La Banque du Luxembourg a un personnel d’environ 1.000 employés.e.s. C’est pour mieux outiller son équipe que la Directrice adjointe des Ressources Humaines s’est intéressée de plus près à la pratique des constellations et a suivi un module « Constellation Coach ». « Les constellations nous donnent d’autres clés de lecture pour analyser les situations. Grâce à elles, nous pouvons améliorer notre capacité à poser les bons diagnostics et donc notre capacité à intervenir de manière plus pertinente. Dans la fonction RH, et selon la manière dont on agit, on fait bouger les équilibres et le système en place. Cette formation m’a permis d’être plus éclairée dans la manière d’exercer mon métier. »

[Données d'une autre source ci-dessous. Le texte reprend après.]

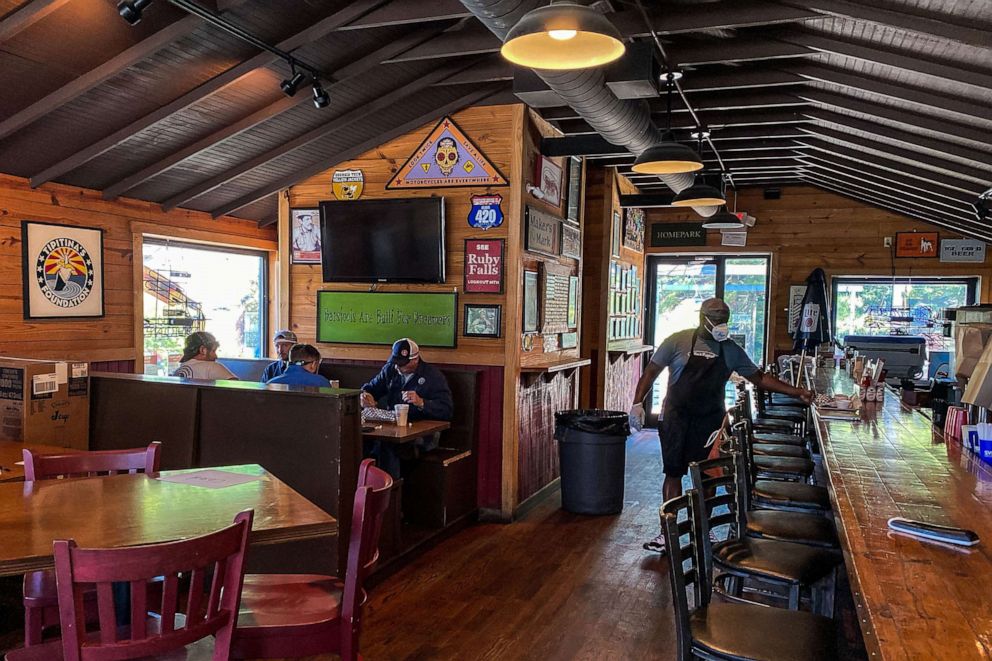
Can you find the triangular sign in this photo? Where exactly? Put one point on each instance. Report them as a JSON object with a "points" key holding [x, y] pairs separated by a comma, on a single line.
{"points": [[447, 158]]}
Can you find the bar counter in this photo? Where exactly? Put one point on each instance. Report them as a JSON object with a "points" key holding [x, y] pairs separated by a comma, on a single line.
{"points": [[915, 599]]}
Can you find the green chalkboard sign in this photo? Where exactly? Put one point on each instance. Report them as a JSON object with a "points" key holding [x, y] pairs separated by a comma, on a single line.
{"points": [[351, 317]]}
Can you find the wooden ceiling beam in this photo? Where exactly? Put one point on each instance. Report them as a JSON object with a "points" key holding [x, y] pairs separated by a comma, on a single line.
{"points": [[898, 138], [970, 34], [921, 96], [726, 15], [333, 124], [25, 16], [909, 61], [472, 97], [313, 33], [346, 74], [89, 80], [975, 138], [871, 145]]}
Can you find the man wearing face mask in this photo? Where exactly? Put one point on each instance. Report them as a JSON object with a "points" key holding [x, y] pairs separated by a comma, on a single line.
{"points": [[407, 379], [700, 362]]}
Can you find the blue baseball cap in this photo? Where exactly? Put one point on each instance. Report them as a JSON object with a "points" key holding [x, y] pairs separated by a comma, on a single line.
{"points": [[404, 351]]}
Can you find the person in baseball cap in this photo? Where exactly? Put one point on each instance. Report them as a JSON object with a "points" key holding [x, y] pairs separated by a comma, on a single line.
{"points": [[407, 378], [699, 361], [283, 341]]}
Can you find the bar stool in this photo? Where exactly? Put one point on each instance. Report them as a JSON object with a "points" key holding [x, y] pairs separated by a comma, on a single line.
{"points": [[738, 631], [800, 570], [786, 526]]}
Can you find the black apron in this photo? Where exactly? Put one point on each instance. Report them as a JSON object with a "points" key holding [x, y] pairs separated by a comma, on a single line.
{"points": [[694, 409]]}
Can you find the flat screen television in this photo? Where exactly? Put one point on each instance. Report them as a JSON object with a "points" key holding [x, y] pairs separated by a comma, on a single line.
{"points": [[383, 240]]}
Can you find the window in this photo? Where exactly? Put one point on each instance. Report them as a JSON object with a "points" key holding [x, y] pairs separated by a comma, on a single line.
{"points": [[190, 287], [899, 306]]}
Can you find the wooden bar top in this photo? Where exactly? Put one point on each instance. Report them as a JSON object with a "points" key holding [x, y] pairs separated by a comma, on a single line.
{"points": [[126, 510], [915, 599]]}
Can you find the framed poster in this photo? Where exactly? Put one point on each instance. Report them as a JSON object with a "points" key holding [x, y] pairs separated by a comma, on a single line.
{"points": [[481, 320], [531, 309], [573, 301], [617, 232], [633, 230], [306, 236], [917, 244], [62, 271], [571, 241], [484, 266], [574, 200], [543, 233], [548, 177]]}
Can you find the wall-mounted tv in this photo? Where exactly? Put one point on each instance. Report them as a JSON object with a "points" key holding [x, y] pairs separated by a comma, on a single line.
{"points": [[383, 240]]}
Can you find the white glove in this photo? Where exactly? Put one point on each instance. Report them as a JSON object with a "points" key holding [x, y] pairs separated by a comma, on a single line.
{"points": [[636, 417]]}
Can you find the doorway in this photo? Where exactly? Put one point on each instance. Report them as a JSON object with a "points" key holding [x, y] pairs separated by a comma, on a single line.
{"points": [[677, 287]]}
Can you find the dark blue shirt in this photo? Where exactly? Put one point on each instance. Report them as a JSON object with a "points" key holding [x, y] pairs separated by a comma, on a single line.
{"points": [[296, 375], [274, 369], [427, 381]]}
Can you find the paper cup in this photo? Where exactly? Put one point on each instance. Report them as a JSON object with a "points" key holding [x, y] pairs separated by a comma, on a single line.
{"points": [[402, 412]]}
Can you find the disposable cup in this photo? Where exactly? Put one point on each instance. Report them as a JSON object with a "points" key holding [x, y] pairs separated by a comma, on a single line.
{"points": [[402, 412]]}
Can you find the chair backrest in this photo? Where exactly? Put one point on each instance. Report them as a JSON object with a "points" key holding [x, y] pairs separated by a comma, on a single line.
{"points": [[719, 482], [85, 464], [690, 564], [214, 564], [371, 501]]}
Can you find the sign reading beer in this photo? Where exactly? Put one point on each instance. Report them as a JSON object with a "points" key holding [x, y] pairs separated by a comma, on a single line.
{"points": [[664, 235], [62, 271], [916, 244], [355, 317], [483, 266], [447, 157]]}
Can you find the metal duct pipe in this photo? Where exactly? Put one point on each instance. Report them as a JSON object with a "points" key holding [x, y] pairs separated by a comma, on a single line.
{"points": [[624, 122]]}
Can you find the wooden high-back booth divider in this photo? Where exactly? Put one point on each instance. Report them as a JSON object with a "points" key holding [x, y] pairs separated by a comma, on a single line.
{"points": [[309, 439]]}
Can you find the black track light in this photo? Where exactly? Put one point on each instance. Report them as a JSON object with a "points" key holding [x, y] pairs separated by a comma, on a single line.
{"points": [[291, 84], [131, 10], [320, 97]]}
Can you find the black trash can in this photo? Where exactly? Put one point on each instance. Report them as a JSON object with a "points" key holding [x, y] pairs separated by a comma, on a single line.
{"points": [[592, 452]]}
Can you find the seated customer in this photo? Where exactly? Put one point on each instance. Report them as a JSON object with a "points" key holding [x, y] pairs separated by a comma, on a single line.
{"points": [[284, 341], [199, 359], [304, 361], [407, 379]]}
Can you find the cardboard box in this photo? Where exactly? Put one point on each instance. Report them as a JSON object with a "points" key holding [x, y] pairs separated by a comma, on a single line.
{"points": [[44, 401]]}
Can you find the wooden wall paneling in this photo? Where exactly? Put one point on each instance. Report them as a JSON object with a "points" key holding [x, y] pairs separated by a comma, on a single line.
{"points": [[809, 228], [115, 336]]}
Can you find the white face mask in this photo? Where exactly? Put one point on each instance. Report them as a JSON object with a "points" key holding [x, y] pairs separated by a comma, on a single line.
{"points": [[720, 332]]}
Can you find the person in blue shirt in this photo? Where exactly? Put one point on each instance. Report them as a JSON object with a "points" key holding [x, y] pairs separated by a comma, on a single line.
{"points": [[304, 361], [284, 340], [407, 379]]}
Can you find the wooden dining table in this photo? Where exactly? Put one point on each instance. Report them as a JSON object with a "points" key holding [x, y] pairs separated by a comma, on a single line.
{"points": [[128, 510], [915, 599]]}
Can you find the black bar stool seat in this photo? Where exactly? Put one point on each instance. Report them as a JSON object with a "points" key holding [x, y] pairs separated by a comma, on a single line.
{"points": [[745, 631]]}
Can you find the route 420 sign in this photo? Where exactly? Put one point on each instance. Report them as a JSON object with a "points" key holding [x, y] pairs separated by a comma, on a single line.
{"points": [[486, 212]]}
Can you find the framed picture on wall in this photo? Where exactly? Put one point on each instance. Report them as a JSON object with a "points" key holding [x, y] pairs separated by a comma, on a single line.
{"points": [[305, 225], [531, 307], [573, 210], [62, 271], [482, 320], [616, 235]]}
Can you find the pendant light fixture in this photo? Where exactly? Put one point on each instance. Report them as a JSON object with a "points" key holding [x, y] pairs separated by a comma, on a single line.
{"points": [[668, 156], [563, 36]]}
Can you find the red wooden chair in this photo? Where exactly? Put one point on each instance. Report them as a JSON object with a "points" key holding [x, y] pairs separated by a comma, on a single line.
{"points": [[289, 615], [40, 598], [202, 625]]}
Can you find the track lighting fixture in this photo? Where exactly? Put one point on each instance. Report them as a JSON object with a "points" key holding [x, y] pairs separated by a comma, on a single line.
{"points": [[131, 10], [320, 97]]}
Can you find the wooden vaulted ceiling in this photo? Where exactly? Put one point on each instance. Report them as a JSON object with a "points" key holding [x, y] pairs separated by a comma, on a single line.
{"points": [[889, 103]]}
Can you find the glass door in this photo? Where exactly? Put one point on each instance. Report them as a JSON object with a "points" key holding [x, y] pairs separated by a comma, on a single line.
{"points": [[681, 284]]}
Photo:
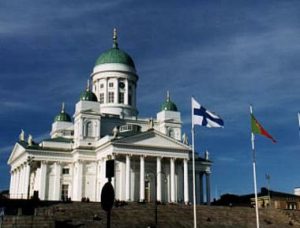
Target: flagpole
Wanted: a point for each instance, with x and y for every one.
(194, 185)
(254, 174)
(299, 123)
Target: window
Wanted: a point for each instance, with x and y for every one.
(110, 97)
(89, 129)
(64, 191)
(121, 98)
(66, 171)
(171, 133)
(129, 99)
(101, 100)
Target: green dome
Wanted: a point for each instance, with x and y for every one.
(88, 95)
(63, 116)
(115, 55)
(168, 105)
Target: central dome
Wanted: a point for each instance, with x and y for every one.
(115, 55)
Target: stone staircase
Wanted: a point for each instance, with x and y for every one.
(142, 215)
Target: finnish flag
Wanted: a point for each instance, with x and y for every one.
(203, 117)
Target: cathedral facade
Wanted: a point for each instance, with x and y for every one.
(152, 156)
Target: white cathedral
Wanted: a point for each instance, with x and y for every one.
(152, 157)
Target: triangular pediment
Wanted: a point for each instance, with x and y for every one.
(17, 151)
(152, 139)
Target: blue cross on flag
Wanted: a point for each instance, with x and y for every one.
(203, 117)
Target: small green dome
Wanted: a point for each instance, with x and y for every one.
(63, 116)
(88, 95)
(115, 55)
(168, 105)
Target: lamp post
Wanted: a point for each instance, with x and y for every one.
(155, 194)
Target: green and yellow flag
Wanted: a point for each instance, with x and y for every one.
(256, 128)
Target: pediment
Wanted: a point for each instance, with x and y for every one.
(17, 151)
(152, 139)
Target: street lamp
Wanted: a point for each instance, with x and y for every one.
(155, 193)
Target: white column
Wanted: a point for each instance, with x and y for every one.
(198, 191)
(158, 173)
(11, 185)
(21, 183)
(26, 181)
(126, 92)
(201, 188)
(57, 176)
(142, 178)
(127, 189)
(79, 180)
(16, 192)
(172, 175)
(208, 188)
(185, 181)
(43, 179)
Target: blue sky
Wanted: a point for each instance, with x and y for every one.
(228, 54)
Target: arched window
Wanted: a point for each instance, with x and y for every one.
(89, 129)
(171, 132)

Si Sylvie Michel a apprécié sa formation, elle est surtout convaincue par l’approche des constellations : « Elle me semble particulièrement justifiée dans des contextes de réorganisation d’équipe, de création de départements, dans des situations de successions, de turnover dans un service ou de burn-out. Consteller ce qui se joue à ce moment-là et prendre en considération le contexte permet d’aller au-delà des (fausses) évidences. »

Son point d’attention : pour suivre cette formation, il vaut toutefois mieux déjà disposer d’expérience en tant que coach ou professionnel RH. « Un.e RH profitera mieux de la formation si il ou elle a déjà fait un travail sur lui-même, se montre curieux et ouvert à une approche qui, de premier abord semble sortir des sentiers battus. Les formateurs l’aideront à décrypter ce qui se joue pendant une constellation et la/le responsable pourra ainsi affiner son analyse d’une situation. Cela ouvrira à la personne d’autres perspectives pour agir de manière juste voire de décider de ne pas agir. »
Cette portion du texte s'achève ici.